## Transmitter application

Link coupling was used widely in times past for coupling a valve RF Power Amplifier to the line. The practice has been replaced widely by use of Pi couplers or Pi-L couplers.

There has been revival of link coupling, more in discussion than practice, and the theory of operation of a link coupler is topical.

Hams often (if not usually) explain a link coupler as transforming impedance by a ratio given by the square of the turns ratio.

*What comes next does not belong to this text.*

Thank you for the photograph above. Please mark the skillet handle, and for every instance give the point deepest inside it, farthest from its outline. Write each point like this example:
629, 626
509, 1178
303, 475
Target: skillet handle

This explanation is not valid for most constructions where there is significant flux leakage.

The circuit can be explained by quite basic linear circuit theory.

Consider a link coupling circuit for 3.6MHz for a transmitter which requires a 2kΩ resonant load impedance, and target operating Q of 10.

The capacitance to tune the tank will be around 400pF for the target operating Q, so a tank inductor of 5µH is chosen, and a link coil of 1µH. The 5µH tank inductor could be 57mm diameter, using 9 turns of 1mm wire with a winding pitch of 3mm. The 1µH is 3 turns of the same diameter, wire and pitch.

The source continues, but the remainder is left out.